Sanmıyorum. Eskiden net bir şekilde hissediyordum. Şimdi hissettiklerim kırıntıdan öte değil. Komik geliyor ama. Eskiden o kadar yoğun hissederdim ki... Özellikle bu konu için, hatta muhtemelen en fazla duygumu, en yoğun duygularımı heba ettiğim konuydu bu. Aynı orandaki hissizliğimin de sebebi.

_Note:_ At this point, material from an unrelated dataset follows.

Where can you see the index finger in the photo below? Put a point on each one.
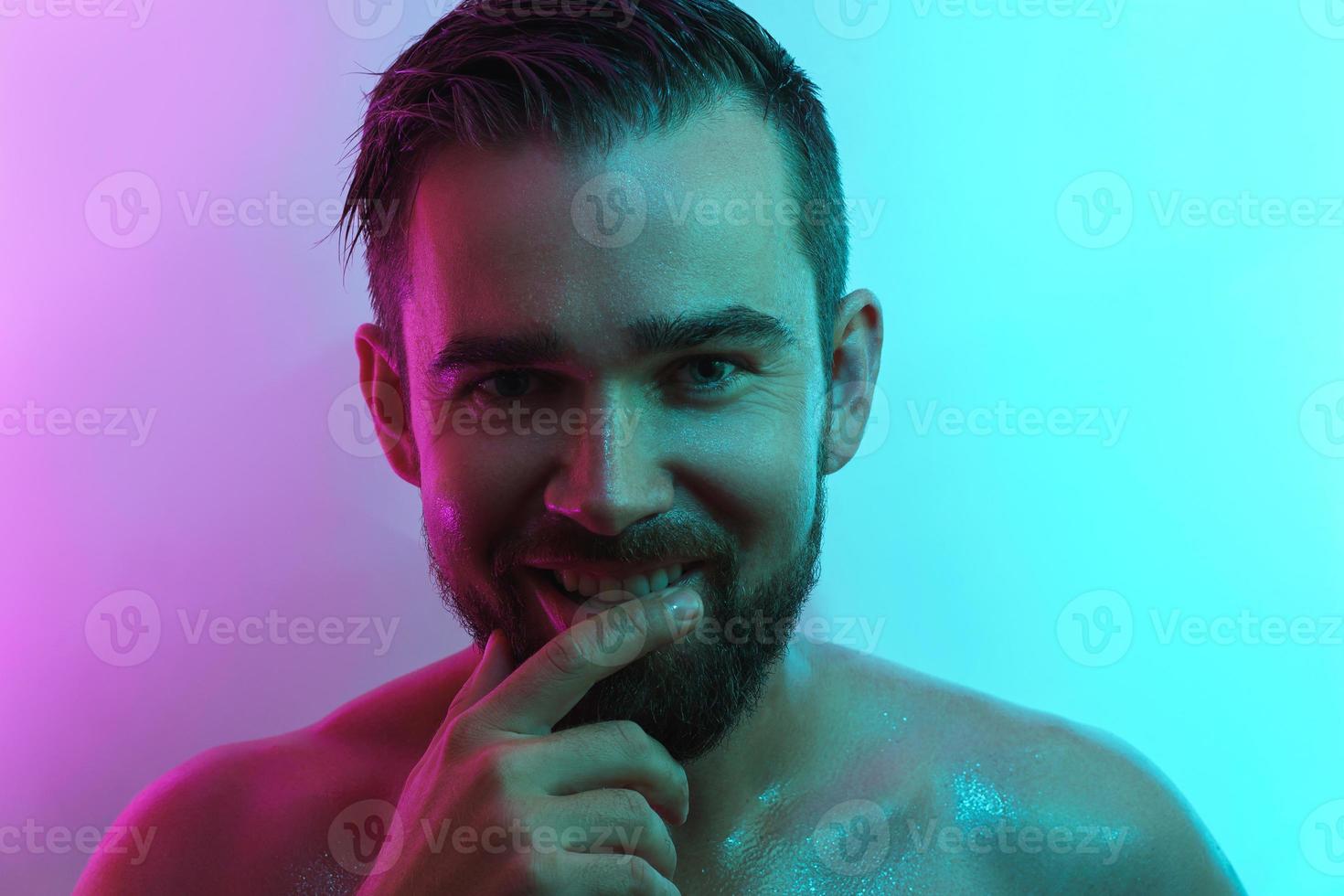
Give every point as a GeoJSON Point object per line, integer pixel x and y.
{"type": "Point", "coordinates": [552, 680]}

Kendi oturduğu dalı kesmiş gibi. Artık o dal yok. Ben ulu bir meşe ağacıydım. Şimdi dallarından biri daha eksilmiş ulu bir meşe ağacıyım. Eksilen dal büyüktü, kuvvetliydi, üstünde değerli birini, birilerini, bir o kadar hayali bir o kadar gerçek birilerini taşırdı. Şimdi yok. Uzun süre bacağı kesilen bir insanın ayağının kaşınması gibi kaşındı yaram. Elimi dala atmak istedim ama boşluğa düştüm. Şimdi o dalın artık orada olmadığını bilinçaltım da biliyor. Aramaya yeltenmiyor.
Yine de, bir şey hissediyor muyum? Hissetmiyor muyum? Anlaması çok zor. Hissetmiyorum gibi. Ama o zaman aniden gelen anlam veremediğim ağlamalı gülmeli krizlerim neden?
Hissetmek istemiyorum da zaten. Ama bu hissizliğin geri kalan her şeye de sirayet edeceğini düşünmemiştim. Ulu bir meşe ağacıydım ben, şimdi dallarından biri eksik bir ulu meşe ağacıyım, ama dallarımın hepsi eksikmişçesine çıplak, savunmasız, yaralı ve duyarsızım. Boşluğu kaplayan o iri bedenime rağmen o boşlukla birim. Böylesine vahim bir vaziyetteyim de işte, hissetmekten uzağım. Vahim ne demekti unuttum. Hatırlar mıyım? Eh, hatırlamazsam artık tahtalı köye tahta katan bir meşe ağacı olacağımdan, hatırlasam fena olmaz. Umarım.